Getting started with Patroni
The core architecture of Patroni looks like this:
Each PostgreSQL node has a Patroni bot deployed on it. The bots are capable both of managing the PostgreSQL database and updating the distributed consensus system (etcd in this case although Zookeeper, Consul, and the Kubernetes API, which is backed by etcd, are also perfectly fine options). Etcd must be deployed in an HA fashion that allows its individual nodes to reach a quorum about the state of the cluster. This requires a minimum deployment of 3 etcd nodes.
Leader election is handled by attempting to set an expiring key in etcd. The first PostgreSQL instance to set the etcd key via its bot becomes the primary. Etcd ensures against race conditions with a Raft-based consensus algorithm. When a bot receives acknowledgement that it has the key, it sets up the PostgreSQL instance as a primary. All other nodes will see that a primary has been elected and their bots will set their PostgreSQL instances up as replicas.
The primary key has a short TTL attached to it.
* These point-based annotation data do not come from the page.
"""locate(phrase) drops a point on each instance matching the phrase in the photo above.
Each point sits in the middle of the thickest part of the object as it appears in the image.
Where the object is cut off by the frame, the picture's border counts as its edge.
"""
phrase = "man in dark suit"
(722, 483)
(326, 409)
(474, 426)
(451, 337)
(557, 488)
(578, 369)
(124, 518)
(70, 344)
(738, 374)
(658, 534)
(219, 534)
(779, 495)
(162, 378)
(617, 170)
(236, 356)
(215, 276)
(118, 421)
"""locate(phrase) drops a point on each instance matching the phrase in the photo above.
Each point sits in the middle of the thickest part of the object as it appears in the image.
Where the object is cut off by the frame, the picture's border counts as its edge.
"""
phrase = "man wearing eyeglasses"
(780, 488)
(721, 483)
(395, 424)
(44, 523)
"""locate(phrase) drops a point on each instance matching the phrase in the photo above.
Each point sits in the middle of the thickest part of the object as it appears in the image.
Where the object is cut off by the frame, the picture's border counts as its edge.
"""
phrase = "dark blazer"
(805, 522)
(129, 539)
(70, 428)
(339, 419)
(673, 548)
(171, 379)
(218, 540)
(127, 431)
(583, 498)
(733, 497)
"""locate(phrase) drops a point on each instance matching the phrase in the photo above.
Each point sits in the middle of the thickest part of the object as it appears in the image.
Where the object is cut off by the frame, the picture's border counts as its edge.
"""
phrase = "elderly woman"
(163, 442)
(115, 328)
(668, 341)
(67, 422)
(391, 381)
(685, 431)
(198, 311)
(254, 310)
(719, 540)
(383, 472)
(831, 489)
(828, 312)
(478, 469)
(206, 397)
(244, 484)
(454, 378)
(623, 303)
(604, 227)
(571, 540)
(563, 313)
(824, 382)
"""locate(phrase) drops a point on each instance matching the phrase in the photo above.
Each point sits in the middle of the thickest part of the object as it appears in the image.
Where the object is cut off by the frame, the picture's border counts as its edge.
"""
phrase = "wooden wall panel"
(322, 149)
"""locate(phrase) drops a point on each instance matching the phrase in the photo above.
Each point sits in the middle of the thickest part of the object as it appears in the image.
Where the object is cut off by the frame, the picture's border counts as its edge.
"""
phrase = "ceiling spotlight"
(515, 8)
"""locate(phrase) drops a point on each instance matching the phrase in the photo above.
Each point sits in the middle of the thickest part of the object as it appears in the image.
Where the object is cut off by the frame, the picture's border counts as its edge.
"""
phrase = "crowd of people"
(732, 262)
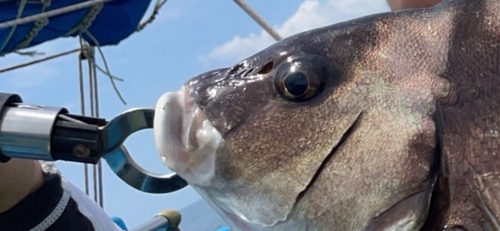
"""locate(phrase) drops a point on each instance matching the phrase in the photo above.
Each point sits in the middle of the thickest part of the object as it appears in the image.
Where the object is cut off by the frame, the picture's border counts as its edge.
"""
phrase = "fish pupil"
(296, 83)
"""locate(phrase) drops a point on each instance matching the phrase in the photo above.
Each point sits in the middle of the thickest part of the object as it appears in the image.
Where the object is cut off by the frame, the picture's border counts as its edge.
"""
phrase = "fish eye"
(301, 78)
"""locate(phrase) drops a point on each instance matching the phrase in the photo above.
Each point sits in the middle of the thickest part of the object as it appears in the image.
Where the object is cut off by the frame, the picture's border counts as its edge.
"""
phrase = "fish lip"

The primary’s bot must continually health check its PostgreSQL instance and update the primary key. If this doesn’t happen because (a) the node loses connectivity, (b) the database fails, or (c) the bot dies, the key will expire. This will cause the primary to be fully removed from the system. When the replicas see that there is no primary key, each replica will attempt to become the primary unless it is obvious through exchanging information between bots that one of the primaries should be elected over the other. The bots will then either choose an obvious candidate for promotion or both race to be promoted to the primary.
You can find this flow illustrated below:
Common failover scenarios
There are a number of failover scenarios we made sure to test when fully evaluating failover functionality. Some of the key ones to keep in mind are:
- The primary database crashes or is shut down
- The server with the primary database crashes, is shut down, or is unreachable
- A failed primary thinks it is a primary after failover
- Replica databases crash or shut down
- The Patroni bot on the primary goes down
- The Patroni bot on the replica goes down
- A replica is added to the cluster
Above, we shared what we believe to be the best automatic failover solution for TimescaleDB users. While there are many third party solutions available, ultimately we went with Patroni because it combined robust and reliable failover with a simple architecture and easy-to-use interface.